Genetic association in CD:
  • On chromosome 16 NOD2/CARD 15 (Caspase activation and recruitment domain) gene has been identified recently. It is expressed in macrophages and involved in recognition of bacterial lipopolysaccharides and thus regulation of NF-kB activation. Homozygotes have 20 fold risk of CD.
  • NOD2 positivity is associated with ileal/structuring disease and earlier disease onset.
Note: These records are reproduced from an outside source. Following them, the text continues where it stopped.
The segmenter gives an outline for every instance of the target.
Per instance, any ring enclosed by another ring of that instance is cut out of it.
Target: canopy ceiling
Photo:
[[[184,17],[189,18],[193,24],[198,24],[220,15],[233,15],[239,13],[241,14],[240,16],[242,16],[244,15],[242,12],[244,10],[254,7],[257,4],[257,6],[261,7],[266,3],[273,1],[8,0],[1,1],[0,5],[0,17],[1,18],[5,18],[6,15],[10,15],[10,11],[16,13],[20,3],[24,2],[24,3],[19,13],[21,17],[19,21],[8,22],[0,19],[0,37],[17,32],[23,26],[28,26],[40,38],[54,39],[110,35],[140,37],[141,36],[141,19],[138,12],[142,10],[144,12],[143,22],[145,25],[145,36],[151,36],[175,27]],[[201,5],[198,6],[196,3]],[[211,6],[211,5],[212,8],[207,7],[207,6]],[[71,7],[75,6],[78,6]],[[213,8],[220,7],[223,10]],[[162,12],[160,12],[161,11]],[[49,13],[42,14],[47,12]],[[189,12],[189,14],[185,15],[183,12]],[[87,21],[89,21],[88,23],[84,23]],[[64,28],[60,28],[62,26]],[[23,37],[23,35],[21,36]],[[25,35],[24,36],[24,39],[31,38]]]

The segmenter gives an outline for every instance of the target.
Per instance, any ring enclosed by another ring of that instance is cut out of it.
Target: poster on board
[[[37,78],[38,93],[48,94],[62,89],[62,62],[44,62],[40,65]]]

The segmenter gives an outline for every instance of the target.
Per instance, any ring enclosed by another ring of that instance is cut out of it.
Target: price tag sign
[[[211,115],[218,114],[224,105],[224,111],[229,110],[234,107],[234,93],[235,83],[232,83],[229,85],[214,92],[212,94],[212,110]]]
No relation with response to infliximab.

Therapy:
Goals: Short term
  • Control symptoms
  • Induce remission

Goals: Long term
  • prevent relapse
  • reduce hospitalization/surgery
  • Reduce complications
  • Restore normal growth

Active disease:
Mild-moderate:
  • 5ASA prep/antibiotics-metronidazole/ciprofloxacin
  • Oral steroids prednisone/budesonide
  • Enteral nutrition

Moderate-severe
  • Parenteral steroids
  • Early use of immunosuppressants (azathioprine / 6 Mercaptopurine)

Methotrexate
  • Anti TNF alpha antibody (Infliximab)
  • Maintenance
  • No role of steroids
  • Mesalamine
  • 6MP/Azathioprine
  • Methotrexate
  • Infliximab
  • Surgery: Finally needed by approx 50% subjects
  • Indicated in- Complications-stricture/abscess
  • Disease resistance to maximal treatment
  • Nutrition supplementation: very important
  • Deficiencies of the following nutrients are common and should be treated-
  • Iron due to blood loss
  • Vitamin B12 in ileal disease
  • Folate due to treatment with mesalamine/methotrexate
  • Zn-malabsorption/decreased intake
  • Ca, Vitamin D - malabsorption and treatment with steroids
  • Psychosocial support
  • Crucial for overall functioning of the child
  • Support of Crohn's societies for both child/parent
  • Encourage normalcy in life

Conclusions:

Recent report of CD from India.

High index of suspicion for timely diagnosis and prevention of complications.

No single ideal therapy; therapy should be balanced with monitoring for side effects.

Regular follow-up is a must for success.